Nach Bekanntwerden der vergleichsweise niedrigen Urteile, wurde schnell Kritik am Verfahren des Gerichtes laut. Dabei war es sicher nicht förderlich, dass der Vorsitzende Richter, Norbert Riedmann, bereits am dritten Prozesstag mitteilte, er „würde jetzt nicht den ganzen Background hier aufklären wollen.“ So versteht Arif Tasdelen, bayerischer SPD-Landtagsabgeordneter und Mitglied im zweiten NSU-Untersuchungsausschusses des bayerischen Landtages, „die Welt nicht mehr.“ Die Fraktion der Grünen im bayerischen Landtag zeigt sich über die „unfassbar milden Urteile“ ebenfalls empört. Dies versuchte Florian Weinzierl, stellvertretender Sprecher der Staatsanwaltschaft München abzuwehren – schließlich hätte man die Vereinigung frühzeitig entdeckt, zerschlagen und so verhindert, dass rechtsextremistisches Gedankengut und volksverhetzende Inhalte weiterverbreitet werden konnten.

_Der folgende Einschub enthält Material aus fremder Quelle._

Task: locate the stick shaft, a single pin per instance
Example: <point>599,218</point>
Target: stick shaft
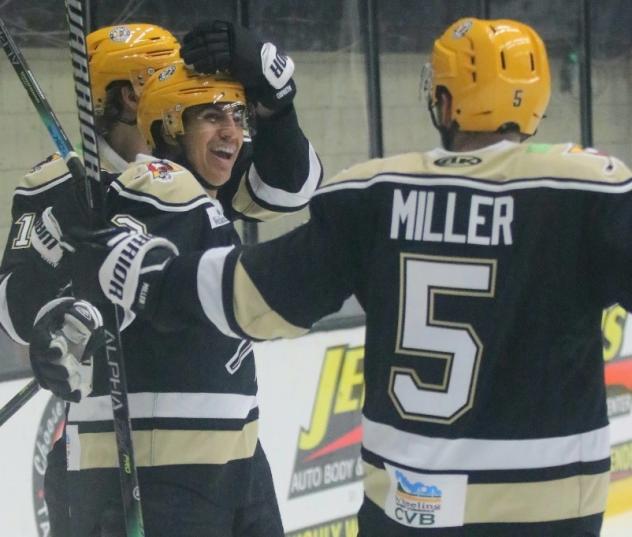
<point>18,401</point>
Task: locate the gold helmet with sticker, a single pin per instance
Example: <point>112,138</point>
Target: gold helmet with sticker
<point>130,52</point>
<point>175,88</point>
<point>497,73</point>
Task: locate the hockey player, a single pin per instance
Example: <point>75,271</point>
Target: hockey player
<point>121,59</point>
<point>483,266</point>
<point>201,468</point>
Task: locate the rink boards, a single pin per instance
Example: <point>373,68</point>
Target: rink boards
<point>311,392</point>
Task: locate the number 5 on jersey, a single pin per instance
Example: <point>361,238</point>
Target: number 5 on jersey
<point>422,279</point>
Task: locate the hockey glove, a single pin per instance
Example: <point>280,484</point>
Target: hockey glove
<point>265,71</point>
<point>121,266</point>
<point>65,336</point>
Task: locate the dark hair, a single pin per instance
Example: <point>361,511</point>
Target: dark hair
<point>114,106</point>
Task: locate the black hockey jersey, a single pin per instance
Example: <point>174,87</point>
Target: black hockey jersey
<point>192,390</point>
<point>483,276</point>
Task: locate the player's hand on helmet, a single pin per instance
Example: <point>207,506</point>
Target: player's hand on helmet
<point>66,334</point>
<point>264,70</point>
<point>121,266</point>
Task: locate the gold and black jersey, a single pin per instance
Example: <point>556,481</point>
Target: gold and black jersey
<point>43,185</point>
<point>483,276</point>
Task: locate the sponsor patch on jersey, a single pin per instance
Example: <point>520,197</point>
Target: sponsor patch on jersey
<point>216,217</point>
<point>39,165</point>
<point>462,29</point>
<point>120,34</point>
<point>592,152</point>
<point>425,500</point>
<point>161,171</point>
<point>49,430</point>
<point>328,450</point>
<point>457,161</point>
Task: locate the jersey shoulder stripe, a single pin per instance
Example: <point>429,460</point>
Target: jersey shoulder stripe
<point>163,184</point>
<point>501,167</point>
<point>43,176</point>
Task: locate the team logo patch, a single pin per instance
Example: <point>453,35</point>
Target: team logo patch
<point>84,312</point>
<point>425,500</point>
<point>50,428</point>
<point>462,29</point>
<point>166,73</point>
<point>120,34</point>
<point>458,161</point>
<point>216,217</point>
<point>161,171</point>
<point>328,451</point>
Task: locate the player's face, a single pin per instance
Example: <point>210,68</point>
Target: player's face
<point>213,136</point>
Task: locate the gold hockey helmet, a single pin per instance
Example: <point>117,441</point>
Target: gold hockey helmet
<point>169,92</point>
<point>131,52</point>
<point>496,71</point>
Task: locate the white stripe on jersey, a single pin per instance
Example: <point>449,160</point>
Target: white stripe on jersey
<point>423,181</point>
<point>167,405</point>
<point>5,317</point>
<point>46,186</point>
<point>197,202</point>
<point>281,198</point>
<point>209,287</point>
<point>471,454</point>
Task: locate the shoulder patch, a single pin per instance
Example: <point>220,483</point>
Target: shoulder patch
<point>409,163</point>
<point>161,183</point>
<point>577,162</point>
<point>45,174</point>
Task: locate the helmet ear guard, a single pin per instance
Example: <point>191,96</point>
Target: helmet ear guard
<point>128,52</point>
<point>497,75</point>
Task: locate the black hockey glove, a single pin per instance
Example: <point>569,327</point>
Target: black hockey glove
<point>265,71</point>
<point>120,266</point>
<point>65,336</point>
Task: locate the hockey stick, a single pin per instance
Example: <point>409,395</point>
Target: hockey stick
<point>40,102</point>
<point>18,401</point>
<point>130,490</point>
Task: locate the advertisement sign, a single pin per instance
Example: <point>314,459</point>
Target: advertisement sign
<point>311,393</point>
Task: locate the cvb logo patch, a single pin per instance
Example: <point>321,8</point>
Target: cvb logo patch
<point>458,161</point>
<point>161,171</point>
<point>425,500</point>
<point>328,451</point>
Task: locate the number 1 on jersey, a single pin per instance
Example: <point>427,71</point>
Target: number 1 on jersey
<point>422,279</point>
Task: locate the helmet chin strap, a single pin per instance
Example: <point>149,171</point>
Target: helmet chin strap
<point>130,122</point>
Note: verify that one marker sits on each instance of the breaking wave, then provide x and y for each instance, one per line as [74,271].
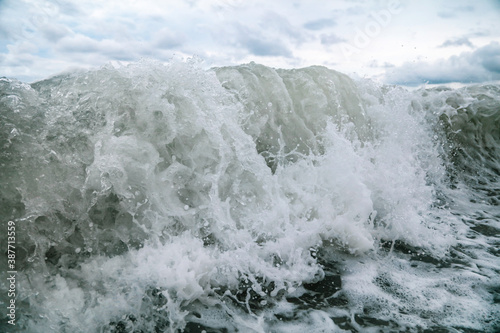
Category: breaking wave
[169,198]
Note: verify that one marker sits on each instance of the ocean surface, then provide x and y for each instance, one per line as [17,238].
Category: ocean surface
[172,198]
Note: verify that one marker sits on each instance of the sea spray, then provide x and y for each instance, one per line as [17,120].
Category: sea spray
[154,197]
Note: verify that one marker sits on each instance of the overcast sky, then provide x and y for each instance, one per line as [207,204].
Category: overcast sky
[404,42]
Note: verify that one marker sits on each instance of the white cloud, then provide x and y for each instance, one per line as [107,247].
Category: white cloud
[53,34]
[468,67]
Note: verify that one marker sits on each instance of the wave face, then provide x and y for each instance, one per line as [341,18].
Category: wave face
[168,198]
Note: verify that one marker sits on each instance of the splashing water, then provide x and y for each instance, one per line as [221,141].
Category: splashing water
[166,198]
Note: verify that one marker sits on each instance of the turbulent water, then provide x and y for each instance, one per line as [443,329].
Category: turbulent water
[170,198]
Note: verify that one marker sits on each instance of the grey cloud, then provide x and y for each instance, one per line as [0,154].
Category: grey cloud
[53,32]
[329,39]
[266,47]
[479,66]
[458,42]
[319,24]
[453,12]
[255,41]
[282,26]
[167,40]
[489,56]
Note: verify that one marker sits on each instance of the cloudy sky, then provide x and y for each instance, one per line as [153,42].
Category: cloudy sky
[407,42]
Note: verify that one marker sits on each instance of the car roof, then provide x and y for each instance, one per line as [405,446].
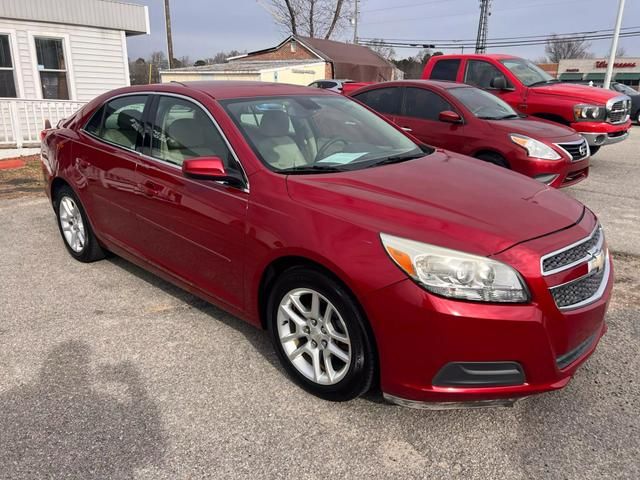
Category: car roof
[224,89]
[438,84]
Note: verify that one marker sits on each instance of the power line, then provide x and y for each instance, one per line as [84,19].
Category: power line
[518,37]
[501,44]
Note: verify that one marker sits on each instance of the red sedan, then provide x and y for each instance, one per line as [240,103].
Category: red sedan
[468,120]
[369,259]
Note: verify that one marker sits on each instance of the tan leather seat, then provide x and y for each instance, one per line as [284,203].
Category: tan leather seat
[275,142]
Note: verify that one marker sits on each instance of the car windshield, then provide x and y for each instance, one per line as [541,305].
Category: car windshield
[626,89]
[527,72]
[318,134]
[483,104]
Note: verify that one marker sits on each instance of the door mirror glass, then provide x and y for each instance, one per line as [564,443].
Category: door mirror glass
[210,168]
[449,117]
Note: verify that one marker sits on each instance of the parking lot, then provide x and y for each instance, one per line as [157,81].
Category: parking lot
[110,372]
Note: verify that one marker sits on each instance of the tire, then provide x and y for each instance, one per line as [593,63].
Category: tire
[494,158]
[75,229]
[341,370]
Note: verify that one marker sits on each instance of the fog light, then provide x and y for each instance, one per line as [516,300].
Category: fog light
[546,178]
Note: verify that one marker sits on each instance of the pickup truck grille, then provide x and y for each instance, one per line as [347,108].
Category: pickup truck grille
[618,112]
[576,150]
[573,255]
[578,291]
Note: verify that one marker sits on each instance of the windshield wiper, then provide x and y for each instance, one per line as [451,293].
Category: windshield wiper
[312,169]
[544,82]
[397,159]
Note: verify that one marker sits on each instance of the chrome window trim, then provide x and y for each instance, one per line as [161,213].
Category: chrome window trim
[596,296]
[158,160]
[576,142]
[598,246]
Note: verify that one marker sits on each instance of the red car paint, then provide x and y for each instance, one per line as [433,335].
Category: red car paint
[475,136]
[553,101]
[218,242]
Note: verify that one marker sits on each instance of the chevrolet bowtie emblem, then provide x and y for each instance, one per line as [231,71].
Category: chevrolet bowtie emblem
[596,264]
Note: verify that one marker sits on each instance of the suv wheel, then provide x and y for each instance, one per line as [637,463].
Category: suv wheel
[320,335]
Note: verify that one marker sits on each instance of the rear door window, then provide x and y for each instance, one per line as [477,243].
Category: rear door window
[481,74]
[424,104]
[120,121]
[445,69]
[383,100]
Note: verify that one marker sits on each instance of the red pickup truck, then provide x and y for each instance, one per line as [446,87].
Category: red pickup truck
[602,117]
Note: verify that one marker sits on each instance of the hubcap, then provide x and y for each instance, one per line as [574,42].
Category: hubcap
[314,336]
[72,225]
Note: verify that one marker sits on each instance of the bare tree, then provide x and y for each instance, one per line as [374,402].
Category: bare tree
[385,51]
[558,48]
[313,18]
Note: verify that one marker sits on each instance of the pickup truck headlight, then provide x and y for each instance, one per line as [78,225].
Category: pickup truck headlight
[535,148]
[454,274]
[589,113]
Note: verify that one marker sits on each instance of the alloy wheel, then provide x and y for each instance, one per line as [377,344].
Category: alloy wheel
[314,336]
[72,224]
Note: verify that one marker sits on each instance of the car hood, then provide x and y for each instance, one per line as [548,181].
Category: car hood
[581,93]
[538,129]
[443,199]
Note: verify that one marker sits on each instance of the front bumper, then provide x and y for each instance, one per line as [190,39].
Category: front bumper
[599,134]
[418,334]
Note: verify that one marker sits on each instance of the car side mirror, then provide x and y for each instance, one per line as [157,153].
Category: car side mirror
[448,116]
[206,168]
[500,83]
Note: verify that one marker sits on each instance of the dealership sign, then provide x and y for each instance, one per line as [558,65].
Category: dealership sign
[603,64]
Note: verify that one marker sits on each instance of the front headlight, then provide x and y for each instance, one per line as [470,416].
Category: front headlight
[586,112]
[456,274]
[535,148]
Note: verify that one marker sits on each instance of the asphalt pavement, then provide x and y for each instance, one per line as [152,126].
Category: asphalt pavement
[109,372]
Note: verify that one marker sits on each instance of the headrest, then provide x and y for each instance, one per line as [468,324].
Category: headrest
[274,123]
[185,133]
[129,120]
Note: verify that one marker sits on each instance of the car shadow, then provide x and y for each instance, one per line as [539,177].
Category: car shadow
[79,421]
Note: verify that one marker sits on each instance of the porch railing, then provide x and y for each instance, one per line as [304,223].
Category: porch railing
[22,120]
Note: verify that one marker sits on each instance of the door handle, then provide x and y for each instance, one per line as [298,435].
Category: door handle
[149,188]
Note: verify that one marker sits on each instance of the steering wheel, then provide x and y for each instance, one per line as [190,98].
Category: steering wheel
[329,144]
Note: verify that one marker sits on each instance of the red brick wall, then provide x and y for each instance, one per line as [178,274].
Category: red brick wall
[283,53]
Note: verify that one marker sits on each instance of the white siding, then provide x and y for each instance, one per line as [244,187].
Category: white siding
[96,57]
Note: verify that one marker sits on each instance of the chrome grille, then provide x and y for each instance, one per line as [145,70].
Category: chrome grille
[578,291]
[576,150]
[573,254]
[618,110]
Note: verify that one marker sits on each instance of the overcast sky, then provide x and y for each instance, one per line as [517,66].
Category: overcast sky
[203,27]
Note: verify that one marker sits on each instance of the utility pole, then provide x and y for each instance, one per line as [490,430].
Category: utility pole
[167,20]
[483,26]
[614,45]
[355,21]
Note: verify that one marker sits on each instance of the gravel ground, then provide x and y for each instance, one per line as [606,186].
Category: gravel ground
[109,372]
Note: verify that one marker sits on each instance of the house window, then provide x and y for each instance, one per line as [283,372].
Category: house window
[7,79]
[52,68]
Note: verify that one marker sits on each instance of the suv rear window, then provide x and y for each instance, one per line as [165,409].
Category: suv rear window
[445,70]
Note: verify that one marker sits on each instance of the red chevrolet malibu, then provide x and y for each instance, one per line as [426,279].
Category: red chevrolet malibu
[468,120]
[369,259]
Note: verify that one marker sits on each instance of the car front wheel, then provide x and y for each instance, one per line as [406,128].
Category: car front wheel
[320,335]
[74,227]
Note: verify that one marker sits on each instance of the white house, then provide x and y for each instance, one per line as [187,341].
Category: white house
[57,55]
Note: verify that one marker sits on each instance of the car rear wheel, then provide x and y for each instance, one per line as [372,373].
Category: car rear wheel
[74,227]
[320,335]
[494,158]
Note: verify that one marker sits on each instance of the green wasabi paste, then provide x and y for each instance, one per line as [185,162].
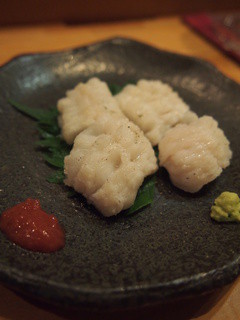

Prozess als „Versagen des Staates im Kampf gegen Nazis“
Die deutlichste Kritik kam jedoch von Seiten der thüringischen Landtagsabgeordneten der Linken, Katharina König-Preuss. Nach ihr würden die „skandalösen Deals“ im „Blood & Honour“-Prozess „erneut das Versagen des Staates im Kampf gegen Nazis“ zeigen, hätte doch die Justiz ein „niedriges Strafmaß gegen nichtssagende Geständnisse getauscht.“ Dies würde ein deutliches Signal an die Neonazi-Szene senden: Statt „lückenloser Aufklärung und strafrechtlicher Verfolgung“ gäbe es einen „faktischen Freibrief für militante Neonazis“. Die Strukturen von „Blood & Honour“ sowie „Combat 18“ sieht König-Preuss durch den Prozess „nicht geschwächt, sondern eher gestärkt aus dem Prozess herausgehen“ - das Verbot des Netzwerkes sei „mit den Urteilen ad absurdum geführt“.